Canada’s manufacturing growth hit 15-month high in September

October 8, 2013
By Manufacturing AUTOMATION

Canada’s manufacturing expansion accelerated to a 15-month high in September, according to the RBC Canadian Manufacturing Purchasing Managers’ Index (RBC PMI). A monthly survey, conducted in association with Markit, a global financial information services company, and the Supply Chain Management Association (SCMA), the RBC PMI offers a comprehensive and early indicator of trends in the Canadian manufacturing sector.

The seasonally adjusted RBC PMI — a composite indicator designed to provide a single-figure snapshot of the health of the manufacturing sector — rose to 54.2 in September, up from 52.1 in August. This indicated further improvement in manufacturing business conditions, with the rate of growth above the series average and the fastest since June 2012.

The RBC PMI found that both output and new order growth accelerated in September. In particular, the latest rise in total new work intakes was strong and the fastest since June 2012. This partly reflected the greatest increase in new export orders for two-and-a-half years. Meanwhile, the rate of job creation also quickened to a 15-month high, as firms hired additional staff to handle increased business activity.

“The global economy is gaining traction, and with that we are seeing increasing demand for Canadian exports — particularly from the manufacturing sector, which has contributed to the PMI reaching a 15-month high in September,” said Craig Wright, senior vice-president and chief economist, RBC. “While challenges in the sector remain, this rebound is encouraging. An anticipated strengthening in global economic growth, particularly in the U.S., which is Canada’s largest trading partner, bodes well for manufacturing activity late this year and early next.”


Firms raised production in light of higher new order volumes. Output rose solidly over the month, and at the fastest rate since May. Nevertheless, outstanding business increased for the first time in four months and at the strongest pace for two years, while stocks of finished goods were broadly the same as in August.

The quantity of inputs bought by manufacturing companies increased for the sixth successive month in September.

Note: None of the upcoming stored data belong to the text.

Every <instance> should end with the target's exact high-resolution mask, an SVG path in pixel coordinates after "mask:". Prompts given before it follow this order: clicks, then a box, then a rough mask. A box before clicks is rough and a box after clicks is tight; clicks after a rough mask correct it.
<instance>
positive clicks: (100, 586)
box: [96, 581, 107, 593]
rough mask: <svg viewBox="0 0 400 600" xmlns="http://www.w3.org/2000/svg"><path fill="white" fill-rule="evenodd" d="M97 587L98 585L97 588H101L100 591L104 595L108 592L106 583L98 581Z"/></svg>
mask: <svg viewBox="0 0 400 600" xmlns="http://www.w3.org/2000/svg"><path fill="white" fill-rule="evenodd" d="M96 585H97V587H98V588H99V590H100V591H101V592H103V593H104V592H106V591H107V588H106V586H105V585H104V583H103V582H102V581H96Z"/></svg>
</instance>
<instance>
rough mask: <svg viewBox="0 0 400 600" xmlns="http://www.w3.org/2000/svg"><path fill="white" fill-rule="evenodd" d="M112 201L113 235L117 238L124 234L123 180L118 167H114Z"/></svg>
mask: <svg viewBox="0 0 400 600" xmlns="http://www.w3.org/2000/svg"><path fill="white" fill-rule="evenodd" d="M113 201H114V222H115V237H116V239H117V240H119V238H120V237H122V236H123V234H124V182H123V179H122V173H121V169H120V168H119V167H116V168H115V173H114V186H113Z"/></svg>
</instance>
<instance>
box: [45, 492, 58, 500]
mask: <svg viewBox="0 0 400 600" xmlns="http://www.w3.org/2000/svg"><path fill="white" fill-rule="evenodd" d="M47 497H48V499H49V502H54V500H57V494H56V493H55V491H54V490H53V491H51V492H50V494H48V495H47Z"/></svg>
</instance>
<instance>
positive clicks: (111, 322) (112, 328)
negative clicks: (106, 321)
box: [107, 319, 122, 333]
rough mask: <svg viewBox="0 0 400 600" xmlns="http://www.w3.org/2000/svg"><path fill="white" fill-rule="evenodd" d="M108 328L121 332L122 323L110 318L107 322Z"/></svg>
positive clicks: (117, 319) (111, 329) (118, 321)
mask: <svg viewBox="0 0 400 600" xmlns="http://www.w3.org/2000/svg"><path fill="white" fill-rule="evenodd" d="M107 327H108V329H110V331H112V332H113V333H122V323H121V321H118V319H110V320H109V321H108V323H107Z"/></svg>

The rate of growth was solid and the strongest since August 2012. Stocks of purchases also increased, although the rate of accumulation was marginal.

Concurrently, suppliers’ delivery times lengthened further in the latest survey period, with panelists suggesting that vendors were generally busier and had leaner inventories. Overall, the latest increase in lead times for inputs was solid and the greatest for 15 months.

Employment growth in the Canadian manufacturing sector accelerated to a 15-month high in September. Approximately 17 per cent of firms hired additional staff since August, and generally attributed this to increased business activity.

Manufacturers faced higher input prices in September, with raw materials and transportation costs having increased over the month. That said, the overall rate of inflation eased slightly since August and was weaker than the series average. Firms passed on higher costs to clients by raising their selling prices. On average, output charges rose moderately and for the first time since May.

Manufacturing business conditions improved across all four regions, led by Alberta and British Columbia, the two provinces that also recorded the strongest rate of employment growth. New orders increased in Ontario, reversing a reduction one month previously. Meanwhile, Quebec saw the weakest increase in input prices in September.